James D. Julia Revisited

Sunday, February 4, 2018
Overcast with Snow
-1 C  30.2 F

James D. Julia Revisited

One of the finest auctioneers in North America happens to be James D. Julia.
A few years ago, Dan Morphy Auctions purchased the company from Mr. Julia. James D. Julia had up to that point auctioned collections of rare toys. When the companies merged, James D. Julia stopped auctioning toys. However, they still auction fine antiques of all categories.

What I always liked about James D. Julia, was the fact that they took very professional photographs of their items for sale, and their written descriptions were expertly researched and 
written up. The company also happene to be one of the first ones that granted me permission to use their fine photos and descriptions.


This phenomenal toy is both intrinsically appealing and charismatic. This toy was made in the latter part of the 19th century and would be the focal point for an advanced toy, bank or folk art aficionado. Often called the alphabet man, its true name according to patent papers is “The Educator”. This short, stout fellow with disproportionate extremities, upon depressing the lever, lowers his pointing hand, blinks his eyes and a new letter appears at his bow tie while his hand rises back up pointing to said letter. Just as cast iron mechanical banks were designed to educate and encourage children to save, it is obvious this toy was designed as an early educational toy to teach the children the alphabet or various words with that first letter. Only a handful of these rare toys have survived over the past 100+ years. Made of cast iron and gaily enameled in vibrant colors, it contains a somewhat intricate mechanism concealed within his body. NOTE: This toy has been referred to as the “Alphabet Man” or “The Educator” however the original patent papers indicate that it’s called “The Educator” or “The Yankee Schoolmaster”. SIZE: 10″  ( 254mm) height. PROVENANCE: Ex- Robert Stuart Collection. This toy was prominently displayed at the famed Perelman Toy Museum in Philadelphia, PA for many, many years. 

                                             GROUP OF CAST-IRON MECHANICAL BANKS.

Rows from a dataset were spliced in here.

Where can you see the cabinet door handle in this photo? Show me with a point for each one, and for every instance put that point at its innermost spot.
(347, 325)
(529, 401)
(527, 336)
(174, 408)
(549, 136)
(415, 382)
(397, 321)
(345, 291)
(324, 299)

Last quarter 19th century. American. 1) Cast-Iron Teddy and the Bear mechanical bank. J & E Stevens Co. 2) “Bucking Mule” Cast-Iron Mechanical Bank by The Judd Mfg. Co. 3) Man in period costume shooting at tree, J & E Stevens Co. Engraved “Creedmore Bank” in flat stone on base. Corning cap on base stamped “Feb 2 1875”. 4) Kyser & Rex Cast-Iron butting buffalo mechanical Bank with raccoon with mottled green paint decorated base. 5) Kyser & Rex lion and monkey bank with green mottled base. Patent date stamped on coin door “July 7 1883”. SIZE: Varying sizes from 6″  (152 mm) h x 7-3/4″ (197 mm) l to 9-1/2 (242 mm)″ h x 9-1/4″  (235mm)l. PROVENANCE: Contents of a lifetime collection “Brook Crossing,” South Pomfret, VT.

You can still go to the James D. Julia website and view past auctions of old toys, even though they are no longer selling toys as a division of Morphy Auctions. It's a great resource for excellent photographs, as well as the some of the best written toy descriptions on the Net!

Thanks for dropping by,
and have a great part of the day or night.